Theater Advertiser National CineMedia Files for Bankruptcy Protection
National CineMedia Inc., the biggest movie-theater advertising business in North America, said on Tuesday it filed for bankruptcy protection and had entered into a restructuring agreement with its lenders, Reuters reported. This adds to the growing list of challenges facing the cinema industry, which has been hit hard by the pandemic and a lack of major film releases, and follows a similar move by Cineworld, which filed for U.S. bankruptcy protection in September. In an effort to de-leverage its balance sheet, NCM said it entered into an agreement with its secured lenders to convert its debt into equity. The company will receive an ownership interest of about 14% in the restructured entity, it said. Despite some progress in post-pandemic recovery, industry executives have cautioned that the sector is still a long way from returning to its pre-pandemic heights, with theaters and studios facing significant disruptions in production and attendance.

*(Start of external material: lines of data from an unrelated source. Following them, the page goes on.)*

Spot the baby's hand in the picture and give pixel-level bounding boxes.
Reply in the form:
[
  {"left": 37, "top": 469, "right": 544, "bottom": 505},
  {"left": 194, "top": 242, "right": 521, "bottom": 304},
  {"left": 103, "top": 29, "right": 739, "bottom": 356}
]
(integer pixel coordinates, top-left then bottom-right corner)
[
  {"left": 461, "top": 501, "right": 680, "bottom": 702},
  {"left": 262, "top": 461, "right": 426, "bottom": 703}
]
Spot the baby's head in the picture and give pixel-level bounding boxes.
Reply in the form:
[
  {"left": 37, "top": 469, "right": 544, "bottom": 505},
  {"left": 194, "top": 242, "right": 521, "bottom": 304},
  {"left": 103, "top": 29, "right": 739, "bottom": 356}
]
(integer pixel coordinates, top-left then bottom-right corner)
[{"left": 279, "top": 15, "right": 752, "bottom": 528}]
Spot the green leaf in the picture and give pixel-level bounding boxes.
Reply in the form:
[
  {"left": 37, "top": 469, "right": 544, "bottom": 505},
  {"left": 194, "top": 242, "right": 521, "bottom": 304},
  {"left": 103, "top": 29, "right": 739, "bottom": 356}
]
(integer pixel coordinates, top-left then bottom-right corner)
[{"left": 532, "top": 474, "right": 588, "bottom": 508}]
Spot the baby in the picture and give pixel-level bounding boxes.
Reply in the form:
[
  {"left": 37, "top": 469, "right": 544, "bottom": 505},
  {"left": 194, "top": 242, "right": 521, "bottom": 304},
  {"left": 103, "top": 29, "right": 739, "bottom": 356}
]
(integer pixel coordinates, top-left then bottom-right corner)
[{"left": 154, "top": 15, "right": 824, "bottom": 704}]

Arizona Sports Complex Hires Financial Adviser
Bell Bank Park, an Arizona sports complex that opened last year, has hired a financial adviser to address a shortfall in revenue and a default on its tax-exempt municipal debt last year, WSJ Pro Bankruptcy reported. The 320-acre sports complex has hired investment bank Miller Buckfire & Co. and replaced Legacy Sports USA, the manager of the money-losing facility, according to a regulatory filing posted Tuesday to Electronic Municipal Market Access. Miller Buckfire will explore options for the sports complex, including a sale, according to the filing. Legacy Cares Inc., the nonprofit that borrowed $280 million to build the park, brought on Miller Buckfire after falling far short of revenue projections and defaulting on interest payments last year, according to people familiar with the matter. Bell Bank Park brought in only $15 million in revenue for the first six months after opening. It had originally projected $125 million for that period. Since its opening, the park has been managed by Legacy Sports USA, a for-profit firm. Legacy Cares disclosed Tuesday that a new manager, Elite Sports Group LLC, will replace Legacy Sports USA.

Core vs. Non-Core Doesn’t Determine Whether Arbitration Will Be Enforced
J&J Talc Unit Second Bankruptcy Must Be Dismissed, Cancer Victims' Lawyers Say
Johnson & Johnson’s second attempt to resolve talc lawsuits in bankruptcy should be dismissed as an unprecedented fraud designed to deny plaintiffs just compensation, lawyers representing cancer victims argued in a Monday court filing, Reuters reported. The attorneys contend J&J defied a January appeals court rejection of its first attempt to settle the litigation, noting that a J&J subsidiary refiled for chapter 11 about two hours after a court dismissed its first bankruptcy. The lawyers blasted the move as the "largest intentional fraudulent transfer in United States history." Johnson & Johnson is offering to settle all claims for $8.9 billion, up from its original offer of $2 billion. Monday's legal broadside challenged the company’s latest gambit as an unlawful abuse of the chapter 11 system, echoing earlier objections to its first effort to resolve the lawsuits. In October 2021, J&J executed a controversial legal maneuver known as a Texas two-step. The tactic involved dividing its consumer business in two and then offloading tens of thousands of talc lawsuits onto a newly created subsidiary, which almost immediately filed for chapter 11. The goal: to halt the avalanche of lawsuits and force plaintiffs into a global settlement in bankruptcy court. The plaintiffs allege J&J's talc-based Baby Powder and similar cosmetic products caused ovarian cancer and mesothelioma. The company maintains its talc products are safe.